When I broke this news to the other teaching staff, no one really seemed all that excited. This came to me as a shock, seeing that those involved in my next most intensive outreach ministry—Crowsnest Lake Bible Camp—would have been hooting and hollering, praising God for another child being brought to Him.



Well, that week being over, there were plans for a couple groups of teachers to go away for the long weekend: some were thinking of going to a popular beach location called Hua Hin, while others were hoping to spread their wings a bit further and go to a tropical island in the Gulf of Thailand. Seeing as the majority of staff here are female, there isn't really much "guy bonding" available, and the only two single guys who are on staff had decided to go on a retreat with the church that they were a part of. Yep. That left me with hanging out with one of two groups of girls. That being the case, I decided to go the more adventurous route & hit up the tropical island, Ko Chang.

Our bus tickets needed to be purchased at the central hub of Bangkok's tourism industry: a place known as Khao San Road. This is apparently the "must-go" place for intrepid travellers, hippies and consumerism junkies. As a result, there were more farang (white people) in this street market than there were Thai folk. I felt extremely uncomfortable.

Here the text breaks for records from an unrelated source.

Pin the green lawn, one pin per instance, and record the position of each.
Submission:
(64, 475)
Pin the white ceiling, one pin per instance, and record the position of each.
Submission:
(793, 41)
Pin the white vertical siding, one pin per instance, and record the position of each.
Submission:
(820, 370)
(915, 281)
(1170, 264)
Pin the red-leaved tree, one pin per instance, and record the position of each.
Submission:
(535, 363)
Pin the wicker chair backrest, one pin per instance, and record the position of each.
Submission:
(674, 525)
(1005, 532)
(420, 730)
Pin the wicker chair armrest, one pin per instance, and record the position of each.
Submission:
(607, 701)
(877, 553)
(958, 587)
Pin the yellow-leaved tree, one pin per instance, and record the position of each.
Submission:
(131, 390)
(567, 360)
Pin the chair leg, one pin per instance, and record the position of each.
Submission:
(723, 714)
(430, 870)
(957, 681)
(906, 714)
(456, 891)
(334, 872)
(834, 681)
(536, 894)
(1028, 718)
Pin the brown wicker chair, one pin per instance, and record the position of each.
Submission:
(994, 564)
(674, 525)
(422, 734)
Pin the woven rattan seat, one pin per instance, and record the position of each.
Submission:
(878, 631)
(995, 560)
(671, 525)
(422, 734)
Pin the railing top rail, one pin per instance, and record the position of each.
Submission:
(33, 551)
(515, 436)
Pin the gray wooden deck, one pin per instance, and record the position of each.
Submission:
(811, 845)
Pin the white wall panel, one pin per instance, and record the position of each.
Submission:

If there were any suitable picture to give you at home of how Khao San Road feels, I would have to describe it to you like this: I have come across no better a representation for a modern equivalent to Sodom & Gomorrah. The place is horrible. The tourists come and flock to the beer gardens, the brothels, the tourist shops to consume at to satiate any of their appetites for anything you could possibly imagine. The Thai folk, knowing that these white people are flush with expendable income, prostitute not only themselves, but their culture and their very identity just to make a Baht. Every 5th Thai woman is dressed up in a mock version of traditional Buddhist Thai costume, stroking these carved wooden frogs with polished wooden sticks, making them "croak." As soon as a white person passes one of these ladies, they start following you, stroking these frogs, and if you stop walking, the wooden croaking acts like a "money alarm," causing the convergence of about 10 more of these ladies dressed in the same garb to surround you, hoping—practically begging—that you will throw some bills at them as the sell out their culture. Along with these various barrages of wooden frogs, every third Thai man would come up to me, asking if I would like to see/sleep with any of his fine, beautiful ladies in the back of his shop. I felt sick. The place was covered with a dark evil that made me itching to leave.

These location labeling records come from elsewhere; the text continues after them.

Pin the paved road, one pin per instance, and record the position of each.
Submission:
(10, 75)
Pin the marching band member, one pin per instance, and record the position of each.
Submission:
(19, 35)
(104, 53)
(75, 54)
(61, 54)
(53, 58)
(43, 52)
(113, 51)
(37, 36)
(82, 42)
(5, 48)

Since being there, I haven't quite felt like myself. I've been feeling frustrated, sad and constricted—as if something were dragging me down, sapping my strength and sucking the joy out of my life. Initially, I thought that much of this may have been due to the news of my best friend's father passing away, but I've been leaning more towards the notion that there's been a hint of spiritual oppression plaguing me since wandering into Khao San Road unawares. Praying to God today about this, and using my authority in Christ to rebuke said oppression, I've felt a release and a bit of a renewal.

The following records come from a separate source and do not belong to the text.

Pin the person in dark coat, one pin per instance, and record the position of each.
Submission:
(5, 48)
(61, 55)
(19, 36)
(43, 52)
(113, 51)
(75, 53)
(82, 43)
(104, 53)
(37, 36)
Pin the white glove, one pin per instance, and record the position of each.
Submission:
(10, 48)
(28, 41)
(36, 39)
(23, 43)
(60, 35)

On the note of difficulties, I feel that the community we have here as teachers is falling apart. It breaks my heart to see and to hear that people are beginning to fight, bicker and distance themselves from others because of petty, insignificant things (like who gets to live in what room). It is getting difficult, and it seriously devastates me as I watch this body of Christ—perhaps the representation of God's love that this un-exposed country gets to see—crumble and fail.


Pray for us, I beg you. Pray that the staff would be unified. Pray that we would do everything out of love for others; not out of love for ourselves. Pray that we would all consider others as being more important than our personal desires. Pray that we would have the courage enough to be humble, the strength enough to confess to each other, the love enough to love each person.

And pray for Kand, as she starts her walk in the footsteps of Jesus.